Riquet à la houppepage 3 / 7
-"Je ne comprends point, Madame, comment quelqu'un aussi belle que vous l'êtes peut être aussi triste que vous le paraissez; car, quoique je puisse me vanter d'avoir vu une infinité de belles dames, je puis dire que je n'en ai jamais vu dont la beauté approche de la vôtre."
-" Cela vous plaît à dire, Monsieur", lui répondit la princesse, et en demeure là.

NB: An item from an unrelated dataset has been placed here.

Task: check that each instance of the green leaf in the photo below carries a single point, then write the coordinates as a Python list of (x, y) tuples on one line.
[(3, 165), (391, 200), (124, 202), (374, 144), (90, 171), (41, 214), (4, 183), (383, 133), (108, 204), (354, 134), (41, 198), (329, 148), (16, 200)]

-"La beauté, " reprit Riquet à la houppe, " est un si grand avantage qu'il doit tenir lieu de tout le reste; et quand on le possède, je ne vois pas qu'il y ait rien qui puisse nous affliger beaucoup."
-" J'aimerais mieux, " dit la princesse, " être aussi laide que vous et avoir de l'esprit, que d'avoir de la beauté comme j'en ai, et être bête autant que je le suis."
-" Il n'y a rien, Madame, qui marque davantage qu'on a de l'esprit, que de croire n'en pas avoir, et il est de la nature de ce bien-là, que plus on en a, plus on croit en manquer."
-" Je ne sais pas cela», dit la princesse, " mais je sais bien que je suis fort bête, et c'est de là que vient le chagrin qui me tue."
-" Si ce n'est que cela, Madame, qui vous afflige, je puis aisément mettre fin à votre douleur."
-" Et comment ferez-vous ?" dit la princesse.
-" J'ai le pouvoir, Madame, dit Riquet à la houppe, de donner de l'esprit autant qu'on en saurait avoir à celle que je dois aimer le plus; et comme vous êtes, Madame, celle-là, il n'en tiendra qu'à vous que vous n'ayez autant d'esprit qu'on en peut avoir, pourvu que vous vouliez bien m'épouser."La princesse demeura toute interdite, et ne répondit rien.
-"Je vois», reprit Riquet à la houppe, " que cette proposition vous fait de la peine, et je ne m'en étonne pas; mais je vous donne un an tout entier pour vous y résoudre."
La princesse avait si peu d'esprit, et en même temps une si grande envie d'en avoir, qu'elle s'imagina que la fin de cette année ne viendrait jamais; de sorte qu'elle accepta la proposition qui lui était faite.